We experimentally demonstrate two-photon absorption with broadband down-converted light (squeezed vacuum). Although incoherent and exhibiting the statistics of a thermal noise, broadband down-converted light can induce two-photon absorption with the same sharp temporal behavior as femtosecond pulses, while exhibiting the high spectral resolution of the narrow band pump laser. Using pulse-shaping methods, we coherently control two-photon absorption in rubidium, demonstrating spectral and temporal resolutions that are 3–5 orders of magnitude below the actual bandwidth and temporal duration of the light itself. Such properties can be exploited in various applications such as spread-spectrum optical communications, tomography, and nonlinear microscopy.

Figure 1

(a) Atomic energy levels of Rb, showing the induced two-photon transition and the resulting cascaded decay. (b) The experimental layout; 3 ns pulses at 516.65 nm were used to pump a 14 mm long beta barium borate (BBO) crystal in a low-finesse resonator. The relative angles between the crystal axis, the pump laser, and the resonator were chosen to obtain broadband phase matching for noncollinear type-I down-conversion.
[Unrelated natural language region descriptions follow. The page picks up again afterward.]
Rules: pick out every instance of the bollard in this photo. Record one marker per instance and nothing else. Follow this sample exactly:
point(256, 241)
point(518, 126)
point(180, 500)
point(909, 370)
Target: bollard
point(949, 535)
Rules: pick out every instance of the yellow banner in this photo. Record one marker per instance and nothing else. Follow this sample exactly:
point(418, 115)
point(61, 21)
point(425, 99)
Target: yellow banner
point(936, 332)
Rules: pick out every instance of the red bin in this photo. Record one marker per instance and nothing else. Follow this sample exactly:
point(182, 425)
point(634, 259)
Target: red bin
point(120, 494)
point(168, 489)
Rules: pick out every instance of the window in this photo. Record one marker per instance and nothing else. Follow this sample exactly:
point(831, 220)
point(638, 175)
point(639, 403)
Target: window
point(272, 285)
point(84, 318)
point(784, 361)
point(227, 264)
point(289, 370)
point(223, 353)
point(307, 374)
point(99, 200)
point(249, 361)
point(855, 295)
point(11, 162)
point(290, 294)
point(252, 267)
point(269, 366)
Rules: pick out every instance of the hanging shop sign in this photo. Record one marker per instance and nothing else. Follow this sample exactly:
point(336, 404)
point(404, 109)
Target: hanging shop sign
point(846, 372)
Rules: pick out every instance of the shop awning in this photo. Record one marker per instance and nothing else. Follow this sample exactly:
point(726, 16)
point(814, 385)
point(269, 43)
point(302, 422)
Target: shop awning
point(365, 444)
Unlike the signal beam, whose direction of propagation was set by the resonator, the idler beam had a wavelength-dependent angular spread, due to the phase matching conditions in the crystal. Therefore, it was directed through an imaging system that included a transmission grating which compensated for this spread. The signal beam was directed through a pulse shaper and a computer-controlled delay line with $0.1\mu$ resolution and then combined with the idler beam by a dichroic mirror. The pulse shaper separates the spectral components of the beam and utilizes a computer-controlled spatial light modulator (SLM) to introduce the desired spectral phase filter to the light. A photomultiplier tube (PMT) and a digital oscilloscope were used to perform a triggered measurement of the TPA-induced fluorescence.

Figure 2

Experimental TPA with broadband down-converted light, as a function of the signal-idler delay and the pump wavelength. The graphs clearly show a coherent TPA signal that is narrow both temporally and spectrally, superimposed on an incoherent background signal, which is insensitive to both pump wavelength and signal-idler relative delay. In this experiment the pulse shaper was used only to compensate for the dispersion in our system. (a) Calculated (line) and experimental TPA with off-resonance (squares) and on-resonance (circles) pump, as a function of the signal-idler delay. (b) Experimental TPA at zero signal-idler delay (circles), and at 100 fs signal-idler delay (squares), as a function of the pump center wavelength, together with a typical spectrum of the pump (line). The coherent TPA signal appears only when the pump is on-resonance with the $5S-4D$ transition, and exhibits a sharp dependence on the signal-idler delay, exactly as if the interaction was induced by a pair of coherent, 23 fs pulses with the same spectra as the signal and idler beams.

Figure 3

Quantum coherent control of TPA with broadband down-converted light. (a) The square-wave spectral phase filter applied on the signal beam, together with a typical power spectrum of the signal. (b) Experimental (circles) and calculated (line) TPA signal as a function of the signal-idler delay, using the spectral phase filter described in (a). The splitting of the central peak confirms that the coherent TPA behaves exactly as if it was induced by a pair of transform-limited pulses, with one of them temporally shaped by the applied phase filter. (c) Experimental (circles) and calculated (line) TPA signal as a function of the magnitude of the square wave spectral phase filter. The graph shows the periodic annihilation of the coherent TPA at magnitudes of $\pi ,3\pi ,5\pi$, where a complete destructive quantum interference occurs (“dark pulse”), and the complete reconstruction of the TPA signal at amplitudes of $2\pi ,4\pi ,6\pi$, etc.